Abigail Spanberger’s Energy Agenda: Higher Bills, Rolling Blackouts
Virginia’s future if Abigail Spanberger becomes governor is dark – literally. Under Spanberger’s “Green New Deal” style energy policies, Virginia families would be left struggling under higher costs while facing rolling blackouts in a California-style progressive nightmare.
Spanberger has voiced support for expanding the Virginia Clean Economy Act, a reckless 2020 law passed by Democrats with little due diligence. That law requires massive solar development—so massive, in fact, that meeting its mandates would require land nearly four times the size of Washington, D.C. It’s also expected to cost Dominion customers more than $5 billion over the next 10 years, with rate hikes beginning this September.
Most alarmingly, the law’s mandates don’t align with energy demand. Peak usage often comes between 5–7 p.m.—when the sun is setting or already down, rendering solar useless.
Spanberger has also pledged to join a “Cap and Trade” carbon tax scheme if elected governor, telling a political science professor on a podcast last year that she supports the idea. These taxes would crush the economy and drive utility costs even higher.
In Congress, Spanberger voted in favor of gas car bans and against requiring the Department of Energy to consider affordability for low-income families when writing appliance standards. No matter what she says now, her voting record shows that she’s entirely on board with the radical left Green New Deal, and would work to bring that failed scheme here to Virginia.
Lt. Gov. Winsome Sears, by contrast, supports an “all of the above” energy strategy to keep Virginia’s power cheap, reliable, and secure—not subject to rolling blackouts and progressive fantasies.
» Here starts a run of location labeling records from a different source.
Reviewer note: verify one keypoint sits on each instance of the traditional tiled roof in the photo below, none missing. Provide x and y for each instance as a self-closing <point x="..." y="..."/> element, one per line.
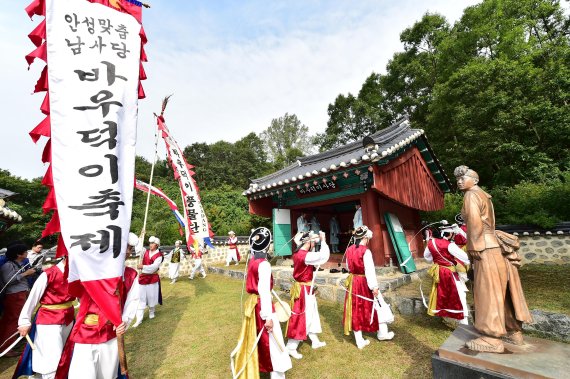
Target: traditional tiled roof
<point x="389" y="141"/>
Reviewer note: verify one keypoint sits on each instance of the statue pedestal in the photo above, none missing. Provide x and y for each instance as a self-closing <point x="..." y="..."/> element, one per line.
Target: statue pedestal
<point x="538" y="358"/>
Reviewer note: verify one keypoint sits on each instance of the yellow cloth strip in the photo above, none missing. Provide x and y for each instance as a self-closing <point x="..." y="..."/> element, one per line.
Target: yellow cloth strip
<point x="348" y="304"/>
<point x="65" y="305"/>
<point x="247" y="336"/>
<point x="434" y="273"/>
<point x="91" y="319"/>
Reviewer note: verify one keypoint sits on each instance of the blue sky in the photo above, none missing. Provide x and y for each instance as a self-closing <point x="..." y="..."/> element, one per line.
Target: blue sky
<point x="231" y="65"/>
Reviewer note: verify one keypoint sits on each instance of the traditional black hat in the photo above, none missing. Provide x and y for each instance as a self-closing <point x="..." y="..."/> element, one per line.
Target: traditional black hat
<point x="15" y="248"/>
<point x="362" y="232"/>
<point x="260" y="239"/>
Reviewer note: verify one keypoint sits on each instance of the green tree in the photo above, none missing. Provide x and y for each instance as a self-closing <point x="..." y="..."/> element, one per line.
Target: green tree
<point x="491" y="91"/>
<point x="285" y="136"/>
<point x="28" y="203"/>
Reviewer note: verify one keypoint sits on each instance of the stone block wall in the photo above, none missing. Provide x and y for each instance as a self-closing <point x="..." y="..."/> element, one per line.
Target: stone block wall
<point x="214" y="256"/>
<point x="553" y="249"/>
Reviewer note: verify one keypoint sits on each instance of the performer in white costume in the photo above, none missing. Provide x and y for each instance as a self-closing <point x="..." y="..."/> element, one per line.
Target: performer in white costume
<point x="91" y="351"/>
<point x="198" y="266"/>
<point x="260" y="319"/>
<point x="233" y="253"/>
<point x="54" y="319"/>
<point x="149" y="280"/>
<point x="175" y="256"/>
<point x="302" y="225"/>
<point x="334" y="231"/>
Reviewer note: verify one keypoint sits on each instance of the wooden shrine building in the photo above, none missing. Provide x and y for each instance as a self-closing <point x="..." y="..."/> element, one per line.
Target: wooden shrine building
<point x="392" y="174"/>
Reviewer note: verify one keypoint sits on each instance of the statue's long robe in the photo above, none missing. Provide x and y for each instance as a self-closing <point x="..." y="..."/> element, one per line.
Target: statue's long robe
<point x="500" y="306"/>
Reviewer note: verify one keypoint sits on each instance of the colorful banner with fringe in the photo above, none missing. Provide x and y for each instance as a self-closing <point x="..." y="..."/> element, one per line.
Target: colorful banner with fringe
<point x="95" y="52"/>
<point x="196" y="228"/>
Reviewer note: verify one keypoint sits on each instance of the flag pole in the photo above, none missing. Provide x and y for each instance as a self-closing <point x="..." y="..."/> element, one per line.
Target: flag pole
<point x="143" y="231"/>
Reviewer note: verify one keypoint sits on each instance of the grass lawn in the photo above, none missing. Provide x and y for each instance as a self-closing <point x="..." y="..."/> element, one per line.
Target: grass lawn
<point x="545" y="287"/>
<point x="198" y="325"/>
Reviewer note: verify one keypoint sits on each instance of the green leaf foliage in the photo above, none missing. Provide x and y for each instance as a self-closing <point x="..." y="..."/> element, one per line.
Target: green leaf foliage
<point x="491" y="91"/>
<point x="540" y="204"/>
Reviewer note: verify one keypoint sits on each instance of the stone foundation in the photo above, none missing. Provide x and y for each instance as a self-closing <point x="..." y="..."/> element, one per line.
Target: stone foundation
<point x="214" y="256"/>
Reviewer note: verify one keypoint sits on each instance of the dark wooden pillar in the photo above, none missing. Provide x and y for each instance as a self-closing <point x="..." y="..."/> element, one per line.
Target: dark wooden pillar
<point x="371" y="218"/>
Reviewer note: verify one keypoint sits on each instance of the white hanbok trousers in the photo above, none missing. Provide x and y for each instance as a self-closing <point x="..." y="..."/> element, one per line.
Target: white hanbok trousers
<point x="231" y="256"/>
<point x="49" y="341"/>
<point x="312" y="317"/>
<point x="280" y="360"/>
<point x="95" y="361"/>
<point x="198" y="266"/>
<point x="148" y="295"/>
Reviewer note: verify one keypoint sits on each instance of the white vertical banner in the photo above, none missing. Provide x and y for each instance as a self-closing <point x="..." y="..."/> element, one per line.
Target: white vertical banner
<point x="93" y="71"/>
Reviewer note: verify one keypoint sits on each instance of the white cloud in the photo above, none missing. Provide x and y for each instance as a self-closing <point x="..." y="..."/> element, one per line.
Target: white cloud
<point x="227" y="87"/>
Virginia’s energy future is our economic future. The Youngkin-Sears administration has forcefully pushed back against radical left-wing schemes to leave our Commonwealth dependent on unreliable wind and solar while using the power of the government to unfairly target our most reliable energy producers. We need more of that over the next four years to continue to the historic economic progress we’ve seen under Republican leadership.